All part of the job
By: Tom Brady Published: November 6, 2011
The high unemployment rate – a nagging problem of the current crisis in the United States and Western Europe – seems to be hard to solve, though it is pretty easy to see what has happened. Many jobs have migrated to China and other lower-wage countries in Asia.
But jobs started disappearing long before Foxconn assembly lines in Shenzhen started turning out iPhones, or Korean factories assembled flat-screen televisions. In fact, many tasks once performed by various clerks, agents, secretaries and cashiers are now taken care of by people who already have jobs.
This so-called "shadow work," the phrase coined by the Austrian philosopher Ivan Illich in 1981, takes into account all the unpaid labor that takes place in a wage-based society, Craig Lambert recently wrote in The Times. The technology that lets us pay credit card bills online or scan our own groceries also turns us into employees, eliminating jobs and driving up the unemployment rate.
"Airports now have self-service check-in kiosks that allow travelers to perform the jobs of ticket agents," Mr. Lambert wrote. "Travel agents once unearthed, perused and compared fares, deals and hotel rates. Shadow-working travelers now do all of this themselves."
The march of technology is quickening, according to Erik Brynjolfsson and Andrew P. McAfee, researchers at the Massachusetts Institute of Technology's Center for Digital Business and the authors of "The Race Against the Machine."
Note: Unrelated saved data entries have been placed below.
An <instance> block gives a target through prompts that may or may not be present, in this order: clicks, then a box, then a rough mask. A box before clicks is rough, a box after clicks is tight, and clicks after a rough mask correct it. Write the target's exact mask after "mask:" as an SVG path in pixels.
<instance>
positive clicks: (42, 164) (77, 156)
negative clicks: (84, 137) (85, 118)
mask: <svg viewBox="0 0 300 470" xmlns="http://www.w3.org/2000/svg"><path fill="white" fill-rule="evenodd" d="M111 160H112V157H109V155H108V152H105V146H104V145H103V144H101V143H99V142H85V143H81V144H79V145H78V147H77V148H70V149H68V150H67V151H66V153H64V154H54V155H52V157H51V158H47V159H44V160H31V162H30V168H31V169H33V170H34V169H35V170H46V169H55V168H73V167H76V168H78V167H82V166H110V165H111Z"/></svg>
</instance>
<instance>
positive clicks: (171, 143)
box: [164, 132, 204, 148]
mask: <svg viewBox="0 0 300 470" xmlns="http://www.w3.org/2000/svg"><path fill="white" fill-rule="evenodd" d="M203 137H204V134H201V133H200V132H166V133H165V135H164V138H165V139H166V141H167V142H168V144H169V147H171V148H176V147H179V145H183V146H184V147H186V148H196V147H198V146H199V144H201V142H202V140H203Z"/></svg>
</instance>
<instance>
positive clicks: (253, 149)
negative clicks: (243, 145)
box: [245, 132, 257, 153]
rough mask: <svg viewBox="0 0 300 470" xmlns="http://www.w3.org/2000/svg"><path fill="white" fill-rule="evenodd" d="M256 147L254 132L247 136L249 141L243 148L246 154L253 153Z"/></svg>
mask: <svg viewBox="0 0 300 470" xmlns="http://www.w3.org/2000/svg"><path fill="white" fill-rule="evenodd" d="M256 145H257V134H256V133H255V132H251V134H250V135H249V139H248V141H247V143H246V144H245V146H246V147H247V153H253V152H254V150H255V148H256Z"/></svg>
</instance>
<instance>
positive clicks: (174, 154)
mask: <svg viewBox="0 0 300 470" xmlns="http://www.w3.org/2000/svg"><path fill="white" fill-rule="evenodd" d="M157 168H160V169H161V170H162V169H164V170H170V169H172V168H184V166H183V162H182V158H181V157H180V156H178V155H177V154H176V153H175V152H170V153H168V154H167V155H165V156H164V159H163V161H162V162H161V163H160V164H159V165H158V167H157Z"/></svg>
"Faster, cheaper computers and clever software are giving machines capabilities that were once thought to be distinctively human, like understanding speech, translating from one language to another and recognizing patterns," The Times reported. "So automation is rapidly moving beyond factories to jobs in call centers, marketing and sales – parts of the services sector, which provides most jobs in the economy."
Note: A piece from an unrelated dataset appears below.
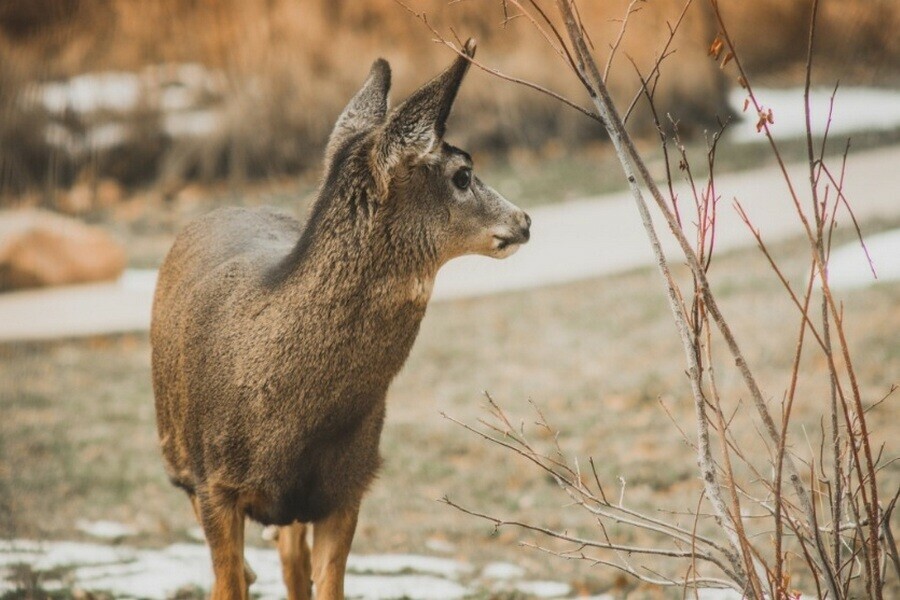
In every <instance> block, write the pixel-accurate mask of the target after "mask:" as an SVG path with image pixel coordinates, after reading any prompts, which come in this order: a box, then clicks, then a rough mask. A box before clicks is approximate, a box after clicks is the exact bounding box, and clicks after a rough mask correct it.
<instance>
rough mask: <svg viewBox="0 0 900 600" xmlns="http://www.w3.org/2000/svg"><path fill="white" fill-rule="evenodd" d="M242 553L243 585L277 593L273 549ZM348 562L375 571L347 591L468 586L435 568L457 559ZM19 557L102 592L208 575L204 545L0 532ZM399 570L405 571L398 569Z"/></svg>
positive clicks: (81, 584) (137, 597) (250, 551)
mask: <svg viewBox="0 0 900 600" xmlns="http://www.w3.org/2000/svg"><path fill="white" fill-rule="evenodd" d="M245 556H246V559H247V562H248V564H250V566H251V567H252V568H253V570H254V571H256V574H257V576H258V579H257V581H256V583H254V584H253V586H252V587H251V588H250V590H251V592H252V593H253V594H255V595H259V596H260V597H261V598H266V599H273V600H274V599H281V598H284V596H285V590H284V584H283V582H282V577H281V565H280V561H279V558H278V553H277V551H276V550H274V549H272V548H252V547H249V548H246V549H245ZM349 562H350V563H351V565H353V564H355V565H357V568H358V567H359V566H360V565H362V566H363V567H364V568H365V569H366V570H367V571H370V572H373V573H376V574H354V573H349V574H348V575H347V576H346V579H345V584H344V585H345V590H346V594H347V596H348V597H349V598H362V599H364V600H389V599H395V598H414V599H416V600H456V599H457V598H463V597H466V596H469V595H470V594H471V590H470V589H468V588H467V587H465V586H463V585H462V584H460V583H459V582H457V581H454V580H453V579H450V578H446V577H441V576H440V575H447V576H450V577H452V576H455V575H458V574H460V573H463V572H467V571H468V570H470V567H469V566H468V565H465V564H464V563H460V562H457V561H451V560H447V559H443V558H432V557H428V556H417V555H386V556H376V555H370V556H361V557H357V556H351V557H350V561H349ZM20 563H24V564H28V565H30V566H31V567H32V569H35V570H38V571H44V570H49V569H53V568H57V567H72V569H73V570H72V572H71V573H70V578H71V581H72V584H73V585H74V586H76V587H77V588H80V589H84V590H88V591H104V592H109V593H111V594H112V595H113V596H114V597H130V598H147V599H149V600H157V599H159V600H164V599H165V598H167V597H169V596H171V595H172V593H173V592H175V591H176V590H178V589H180V588H183V587H187V586H193V587H199V588H202V589H204V590H208V589H209V588H210V586H211V585H212V580H213V575H212V566H211V563H210V557H209V551H208V550H207V548H206V546H204V545H201V544H173V545H171V546H169V547H167V548H163V549H161V550H143V549H137V548H126V547H110V546H103V545H100V544H83V543H73V542H34V541H29V540H11V541H4V540H0V567H3V566H10V565H14V564H20ZM405 571H412V572H411V573H409V574H398V573H401V572H405ZM392 573H393V574H392ZM0 574H2V572H0ZM7 587H8V583H7V582H3V581H2V579H0V590H3V589H6V588H7Z"/></svg>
But masters of the Internet are not likely to go hungry.
These days, "Yield Optimization Manager" and "Director of Platform Marketing" are jobs in high demand, The Times reported. These positions require hard-core quantitative, mathematical and technical skills to analyze Web data for advertising agencies and marketers that want to direct ads to consumers.
"The number of things that you need to know is high," Joe Zawadzki, the chief executive of MediaMath, an ad tech company in New York, told The Times, "and the number of people that have grown up knowing it is low."
Mr. Zawadzki told The Times that it takes two to three months to find the right person for many positions, and those who can write code, create digital ads, develop Web sites and analyze statistics are in high demand, often fetching annual salaries that can reach $100,000.
But even technology workers do plenty of shadow work once taken care of by support staff: writing e-mails, booking flights, making copies and fetching coffee. And all this extra work is wearing down workers. In a 2007 study, 38 percent of Americans said they were fatigued.
"Various mundane jobs were once spread around among us, and performing such small services for one another was even an aspect of civility," Mr. Lambert wrote.
"Those days are over. The robots are in charge now, pushing a thousand routine tasks onto each of our backs."